Classification of informative subsets in quantum encrypted cloning on qudits

TL;DR

This paper classifies which subsets of a quantum encrypted cloning system can leak information, revealing how confidentiality depends on the system's dimension and subset composition.

Contribution

It extends the classification of information leakage in quantum encrypted cloning from qubits to arbitrary finite dimensions, using a GCD condition.

Findings

Leakage depends on solutions to a system of congruences.

Complete uninformative state occurs only when the congruence system has only trivial solutions.

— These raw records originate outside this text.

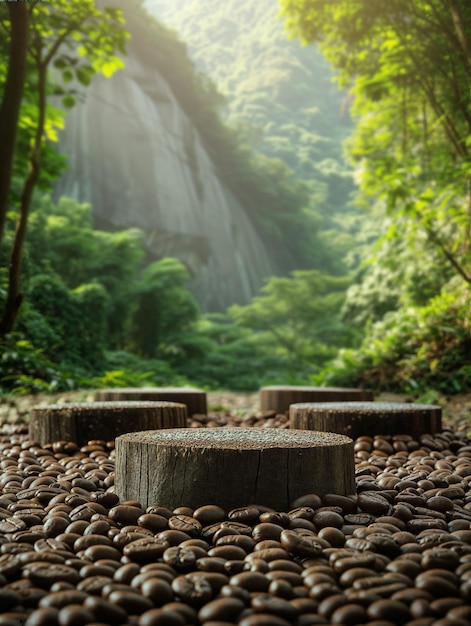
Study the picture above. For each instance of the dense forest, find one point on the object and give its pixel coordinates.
(367, 185)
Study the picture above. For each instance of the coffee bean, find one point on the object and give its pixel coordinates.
(194, 591)
(161, 617)
(185, 524)
(104, 611)
(224, 609)
(393, 610)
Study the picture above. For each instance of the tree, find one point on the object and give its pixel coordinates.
(78, 40)
(407, 64)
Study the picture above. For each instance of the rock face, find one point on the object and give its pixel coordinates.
(135, 155)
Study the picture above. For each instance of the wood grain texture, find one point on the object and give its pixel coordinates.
(195, 399)
(367, 418)
(279, 397)
(231, 467)
(81, 422)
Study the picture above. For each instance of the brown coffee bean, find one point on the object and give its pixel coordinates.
(74, 615)
(43, 617)
(224, 609)
(59, 599)
(153, 522)
(252, 581)
(373, 503)
(185, 524)
(228, 552)
(294, 579)
(349, 615)
(392, 610)
(439, 558)
(299, 545)
(244, 515)
(195, 591)
(124, 514)
(44, 574)
(242, 541)
(161, 617)
(146, 549)
(263, 619)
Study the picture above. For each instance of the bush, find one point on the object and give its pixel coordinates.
(412, 349)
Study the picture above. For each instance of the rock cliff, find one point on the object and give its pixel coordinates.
(137, 157)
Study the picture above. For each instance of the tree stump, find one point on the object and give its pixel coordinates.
(367, 418)
(231, 467)
(278, 398)
(195, 399)
(81, 422)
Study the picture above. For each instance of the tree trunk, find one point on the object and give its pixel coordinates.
(355, 419)
(83, 422)
(14, 296)
(11, 102)
(461, 33)
(194, 399)
(232, 467)
(278, 398)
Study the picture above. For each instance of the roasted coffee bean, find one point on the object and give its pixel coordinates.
(161, 617)
(224, 609)
(349, 615)
(263, 619)
(185, 524)
(299, 545)
(74, 615)
(392, 610)
(194, 591)
(242, 541)
(43, 617)
(132, 603)
(59, 599)
(252, 581)
(157, 590)
(146, 549)
(179, 558)
(228, 552)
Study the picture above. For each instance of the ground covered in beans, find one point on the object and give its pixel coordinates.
(396, 552)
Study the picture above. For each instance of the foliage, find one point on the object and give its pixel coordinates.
(25, 369)
(38, 35)
(299, 317)
(408, 66)
(284, 210)
(413, 349)
(165, 311)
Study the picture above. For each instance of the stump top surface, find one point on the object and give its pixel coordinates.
(151, 390)
(109, 406)
(237, 438)
(308, 388)
(366, 407)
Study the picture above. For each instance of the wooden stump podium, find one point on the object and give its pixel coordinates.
(82, 422)
(279, 398)
(367, 418)
(231, 467)
(195, 399)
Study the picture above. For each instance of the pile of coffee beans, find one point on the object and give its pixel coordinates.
(398, 552)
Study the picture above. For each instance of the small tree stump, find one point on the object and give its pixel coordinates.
(81, 422)
(231, 467)
(195, 399)
(367, 418)
(278, 398)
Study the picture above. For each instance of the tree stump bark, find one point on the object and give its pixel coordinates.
(195, 399)
(82, 422)
(231, 467)
(367, 418)
(278, 398)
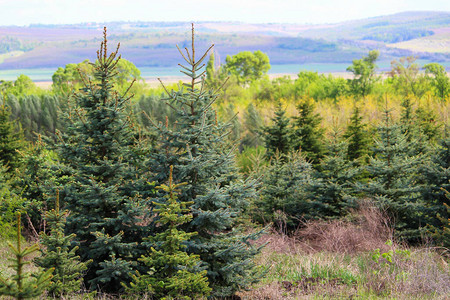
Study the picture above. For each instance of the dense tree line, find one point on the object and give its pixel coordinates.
(138, 191)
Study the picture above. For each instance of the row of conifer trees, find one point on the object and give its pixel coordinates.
(156, 217)
(160, 213)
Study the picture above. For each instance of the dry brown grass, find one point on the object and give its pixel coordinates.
(369, 230)
(334, 260)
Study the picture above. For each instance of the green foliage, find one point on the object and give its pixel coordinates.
(253, 122)
(307, 133)
(201, 154)
(283, 198)
(247, 66)
(251, 159)
(435, 175)
(329, 193)
(173, 272)
(58, 255)
(11, 141)
(38, 114)
(358, 137)
(99, 154)
(24, 285)
(364, 74)
(439, 80)
(393, 186)
(70, 78)
(10, 204)
(67, 79)
(277, 136)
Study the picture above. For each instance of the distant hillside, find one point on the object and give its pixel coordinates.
(152, 44)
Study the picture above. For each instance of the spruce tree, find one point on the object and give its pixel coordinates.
(283, 198)
(435, 176)
(173, 274)
(201, 155)
(277, 136)
(58, 254)
(24, 285)
(394, 184)
(98, 151)
(307, 135)
(11, 140)
(253, 122)
(329, 192)
(357, 135)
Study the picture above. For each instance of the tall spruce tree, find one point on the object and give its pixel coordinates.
(58, 254)
(23, 284)
(277, 136)
(307, 134)
(97, 149)
(201, 155)
(394, 184)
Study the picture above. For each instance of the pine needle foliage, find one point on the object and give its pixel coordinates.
(98, 150)
(307, 133)
(173, 272)
(394, 187)
(24, 285)
(277, 136)
(358, 136)
(58, 254)
(11, 139)
(329, 192)
(202, 156)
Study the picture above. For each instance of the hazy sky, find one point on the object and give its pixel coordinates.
(25, 12)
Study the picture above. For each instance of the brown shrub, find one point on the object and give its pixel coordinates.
(367, 229)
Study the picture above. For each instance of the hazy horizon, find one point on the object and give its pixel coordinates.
(28, 12)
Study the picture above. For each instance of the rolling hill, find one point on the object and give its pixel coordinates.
(152, 44)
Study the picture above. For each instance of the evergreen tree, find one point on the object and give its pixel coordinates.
(36, 181)
(358, 136)
(442, 233)
(11, 140)
(283, 195)
(24, 285)
(58, 254)
(98, 151)
(307, 135)
(253, 122)
(201, 155)
(393, 185)
(329, 193)
(436, 182)
(276, 137)
(172, 269)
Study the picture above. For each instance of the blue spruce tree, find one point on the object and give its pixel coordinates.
(202, 156)
(98, 150)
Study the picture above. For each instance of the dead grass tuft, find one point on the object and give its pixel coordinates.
(368, 230)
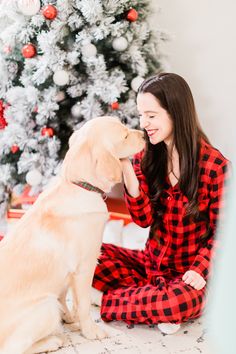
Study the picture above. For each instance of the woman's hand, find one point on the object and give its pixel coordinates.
(194, 279)
(130, 180)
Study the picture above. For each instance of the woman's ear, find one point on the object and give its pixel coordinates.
(108, 166)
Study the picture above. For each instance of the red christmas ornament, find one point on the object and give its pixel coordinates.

Dimension-dependent boundary of confidentiality is established for qudit systems.

Abstract

Encrypted cloning offers a means of introducing redundancy into quantum storage while respecting the no-cloning theorem: an unknown state is encoded into multiple signal-noise pairs, and only authorized subsets can recover the original information. However, the leakage properties of unauthorized subsets particularly for higher-dimensional systems (qudits) have remained unexplored. In this work, we systematically classify the informative subsets of the storage register in the qudit encrypted-cloning protocol. We focus on unauthorized subsets of size $n$ that contain exactly one qudit from each signal-noise pair. We show that the presence or absence of information leakage is determined by the solution set of a system of congruences whose coefficients depend on the dimension $d$ and on the numbers of signal and noise qudits in the subset. The reduced state is completely uninformative if and only if the congruence system admits only the trivial solution; otherwise, it retains a residual dependence on the input state through specific generalized Pauli operators. Low-dimensional examples ($n=1,2,3$) are worked out explicitly, and the complete classification is expressed in terms of a greatest-common-divisor condition. Our results extend the parity-based classification known for qubits ($d=2$) to arbitrary finite dimensions, revealing a dimension-dependent boundary of confidentiality in encrypted cloning.